Are Nagas here at home becoming modern? If certain facets like ‘lifestyle’ are to set the parameter, then, one may say yes. And without any doubt, it is a “Mistaken Modernity” as the noted Indian Sociologist Dipankar Gupta applied it to the Indian context. The rural setting has not changed much while the urban landscape has made ‘big’ strides. Today, the people have the luxury of having shopping malls with the spaces near the entrance flooded with ‘chaat, chow, momo and eating joints on cartwheels.’ The World of fashion and clothing brands has reached here to enhance Naga understanding of modernity. The idea of the VIP tag got to a sickening level and somehow managed to bring down on paper, but in continuation, the VIP’s are given the alternative Maharaj umbrella treatment. On the material pursuit, there seem to be nothing worth beyond money that Bob Marley serves a timely reminder – “Some people are so poor, all they have is money.” The Naga weddings are another testament where the preparation for a sanctified ‘I Do’ requires a lot of ritualistic glittering and food over the table. The electronic media too has come with its damaging effects. Leaving the root of traditions, the popular culture has taken a turnaround from music to anime costumes and leading the pack are the excited but innocent children. Arnab Goswami’s high decibel prime time News has manufactured more fights than insights and news perspectives. Among the many shows and sitcoms, ‘Koffee with Karan’ and ‘Ellen DeGeneres’ have, besides other things, seems to have reawakened Foucault’s ‘nausea’ who struggled with his own sexuality. In short, the land that is being held so dear is becoming mangled with the debris of the past because the Naga Caravan is travelling a “Mistaken Modernity.” This has happened because individual pursuits are engaged in the creation of their own space by willfully shrugging off both tradition and modernity of their larger ideological context and their value system. A re-mix is adopted which serves an interesting metaphor. Rather than re-living the past, it is stripped off of their moral authority.

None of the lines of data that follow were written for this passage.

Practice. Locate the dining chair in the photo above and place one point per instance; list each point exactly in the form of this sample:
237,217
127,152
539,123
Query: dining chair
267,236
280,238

A reawakening like that of Enlightenment seems desirable. Every individual shares a collective moral responsibility towards rebuilding the devastating structure of Naga society and moral values. The ignorant part being, the one controlling the changing system of the society. And so blissfully, within the changing times, Nagas have fallen in love with the existing social-cultural untidiness. To restore humanity and its associated values requires the conditioning of the values that once existed. 

As the stakeholders of this society the youth at large need to reorient on the roots of Naga identity – a unique ‘Naganess.’ Besides, a reaffirmation of the status and function, and the meaning of being a human is needed in order to give a proper conditioning to the adopted societal and moral fabric, and for a social reconstruction within the ‘Naga being.’ To this end, a harnessing of self-consciousness is paramount to regulate the ‘Naga being,’ which then would be aimed at stopping the mass manipulation of Naga Socio-cultural identity and religious beliefs.

In context, the untidiness of modernity is a tribute to relativism where the individual conquers the space that the so called modern world offers unmindful of the roots that is being uprooted. The result is a mixed modernity that is short-sighted. It is not only a Mistaken Modernity but more so uprooting from the roots of Naga Socio-Cultural identity wherein Nagas are slowly getting reduced to “Imagined Communities” as envisaged by the political scientist Benedict Anderson.

To the question of whether Nagas are becoming modern, bluntly put, Nagas have never been modern in the true sense of the term. Rather, what we see today is not of ‘Modernising’ Nagas but the ‘Nagaising’ of a ‘dangerous modern.’